Con el éxodo del fin de semana, todavía es fácil encontrar alguna persona más al volver una esquina: a la señora que barre las escaleras y se esconde huyendo del frío, al niño solitario que pasa por el juego de bolos con un tapabocas cubriéndole la naricita roja. Sobre las puertas cerradas de las casas, los vecinos dejaron pegadas antes de marchar esquelas con la última lectura del contador.
-Eso es como cuando viene el de la luz nunca hay nadie, para que pueda tomar nota. Si no lo hace la gente así, terminarán por cortar el suministro.
Durante algún momento de mi estancia en Beleña llegué a pensar que no merecía la pena quedarme allí; que un pueblo deshabitado tiene más de cementerio o de nido de alimañas que de foco en donde late la vida de los hombres.
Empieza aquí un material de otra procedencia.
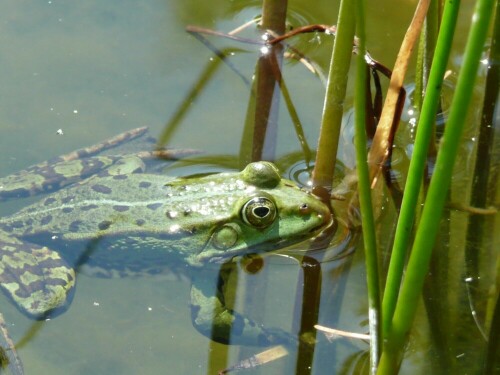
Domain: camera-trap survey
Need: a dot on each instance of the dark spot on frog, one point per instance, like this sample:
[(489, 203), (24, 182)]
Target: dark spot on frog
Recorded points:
[(154, 206), (7, 228), (103, 189), (49, 201), (75, 226), (120, 208), (89, 207), (45, 220), (103, 225), (67, 199)]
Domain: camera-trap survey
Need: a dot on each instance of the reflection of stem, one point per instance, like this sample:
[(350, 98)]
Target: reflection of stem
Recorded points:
[(205, 77), (262, 115)]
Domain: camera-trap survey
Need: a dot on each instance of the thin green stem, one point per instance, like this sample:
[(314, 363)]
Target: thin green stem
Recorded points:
[(418, 162), (438, 190)]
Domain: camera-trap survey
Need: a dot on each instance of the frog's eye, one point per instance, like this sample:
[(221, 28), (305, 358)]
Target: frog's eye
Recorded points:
[(259, 212)]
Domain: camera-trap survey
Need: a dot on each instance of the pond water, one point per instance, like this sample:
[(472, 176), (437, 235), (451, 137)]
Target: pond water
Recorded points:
[(93, 69)]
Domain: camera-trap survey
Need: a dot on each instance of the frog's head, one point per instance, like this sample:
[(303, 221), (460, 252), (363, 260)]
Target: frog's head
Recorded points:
[(272, 214)]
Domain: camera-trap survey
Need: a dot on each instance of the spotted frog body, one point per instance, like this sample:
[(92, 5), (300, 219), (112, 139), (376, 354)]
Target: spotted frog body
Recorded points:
[(120, 222)]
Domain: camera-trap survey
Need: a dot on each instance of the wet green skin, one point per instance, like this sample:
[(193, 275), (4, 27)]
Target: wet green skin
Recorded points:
[(119, 222)]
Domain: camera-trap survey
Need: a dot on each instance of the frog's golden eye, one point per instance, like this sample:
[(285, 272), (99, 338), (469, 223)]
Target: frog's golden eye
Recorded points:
[(259, 212)]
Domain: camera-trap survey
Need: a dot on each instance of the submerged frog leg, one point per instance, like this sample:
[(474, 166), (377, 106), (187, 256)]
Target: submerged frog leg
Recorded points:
[(213, 319), (37, 279), (8, 354)]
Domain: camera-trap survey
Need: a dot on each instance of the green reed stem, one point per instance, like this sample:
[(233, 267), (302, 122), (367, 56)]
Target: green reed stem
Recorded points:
[(438, 190), (335, 93), (364, 191), (418, 161)]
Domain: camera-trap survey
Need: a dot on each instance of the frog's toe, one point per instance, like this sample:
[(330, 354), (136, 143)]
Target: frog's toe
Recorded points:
[(36, 278)]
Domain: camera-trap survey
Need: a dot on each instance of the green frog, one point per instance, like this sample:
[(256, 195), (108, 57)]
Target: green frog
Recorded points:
[(120, 221)]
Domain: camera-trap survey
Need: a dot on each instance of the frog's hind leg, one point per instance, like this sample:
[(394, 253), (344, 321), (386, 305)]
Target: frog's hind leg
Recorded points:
[(213, 319), (36, 278)]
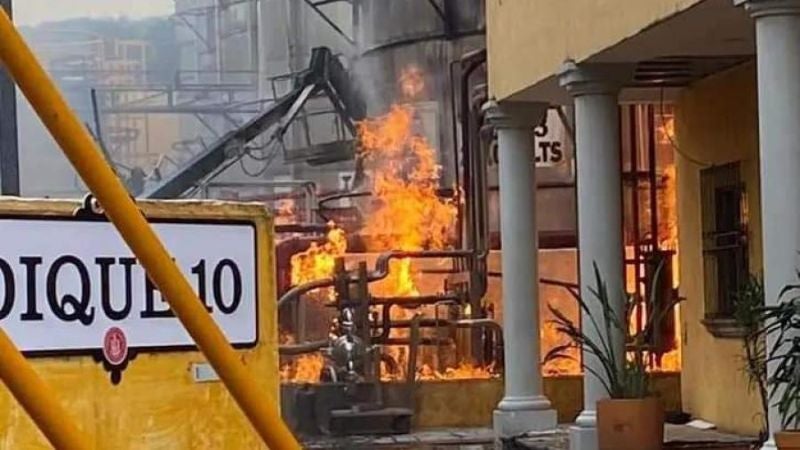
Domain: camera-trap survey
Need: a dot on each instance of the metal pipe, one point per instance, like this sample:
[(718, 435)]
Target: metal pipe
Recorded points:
[(302, 228), (651, 159), (634, 144), (120, 208), (380, 272)]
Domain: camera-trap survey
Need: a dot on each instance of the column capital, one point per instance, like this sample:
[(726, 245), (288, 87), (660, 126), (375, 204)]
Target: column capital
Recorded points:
[(764, 8), (597, 78), (511, 114)]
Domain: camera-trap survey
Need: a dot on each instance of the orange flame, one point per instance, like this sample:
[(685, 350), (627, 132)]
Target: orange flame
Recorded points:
[(407, 214), (303, 369), (318, 261), (285, 212)]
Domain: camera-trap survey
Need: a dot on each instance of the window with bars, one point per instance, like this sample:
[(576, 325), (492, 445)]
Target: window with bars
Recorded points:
[(725, 264)]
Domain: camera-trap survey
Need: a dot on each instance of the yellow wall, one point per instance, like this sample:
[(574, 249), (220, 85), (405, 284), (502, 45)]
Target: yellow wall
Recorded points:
[(157, 405), (716, 123), (528, 40)]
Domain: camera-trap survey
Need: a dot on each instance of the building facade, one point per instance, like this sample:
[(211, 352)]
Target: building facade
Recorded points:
[(727, 71)]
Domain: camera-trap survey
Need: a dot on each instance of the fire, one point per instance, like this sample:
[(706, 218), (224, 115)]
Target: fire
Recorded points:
[(463, 371), (303, 369), (407, 213), (318, 261), (285, 212), (551, 338)]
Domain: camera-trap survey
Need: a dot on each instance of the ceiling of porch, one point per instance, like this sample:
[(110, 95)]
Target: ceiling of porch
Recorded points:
[(707, 38)]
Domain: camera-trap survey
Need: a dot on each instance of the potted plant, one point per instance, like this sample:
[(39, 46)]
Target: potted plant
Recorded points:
[(781, 325), (748, 303), (632, 418)]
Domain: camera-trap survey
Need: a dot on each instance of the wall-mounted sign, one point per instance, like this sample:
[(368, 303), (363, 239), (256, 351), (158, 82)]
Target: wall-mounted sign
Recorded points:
[(551, 143), (73, 286)]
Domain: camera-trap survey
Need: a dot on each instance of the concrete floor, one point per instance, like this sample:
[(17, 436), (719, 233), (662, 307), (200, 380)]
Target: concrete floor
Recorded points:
[(676, 436)]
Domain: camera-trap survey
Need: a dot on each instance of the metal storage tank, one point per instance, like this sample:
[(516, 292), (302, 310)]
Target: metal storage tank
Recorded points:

Hoy estoy contento de aquel viaje; lo estuve ya cuando descubrí en las piedras areniscas la huella de la Historia, la recia austeridad de las tierras de Castilla tal y como las vieron las huestes del Campeador, el alma limpia, el corazón incontaminado, anónimo de la señora Inés, la única mujer de Beleña, pidiendo por el amor de Dios a ese otro gran mundo que no entiende su lenguaje, un poquito de comprensión. "Nada, mire usted, no tenemos nada: ni coche de línea, ni médico, ni teléfono para avisar a nadie. La noche que a alguno de los dos nos pase algo, a morir y a callar. A eso no hay derecho, mire usted. Que somos personas".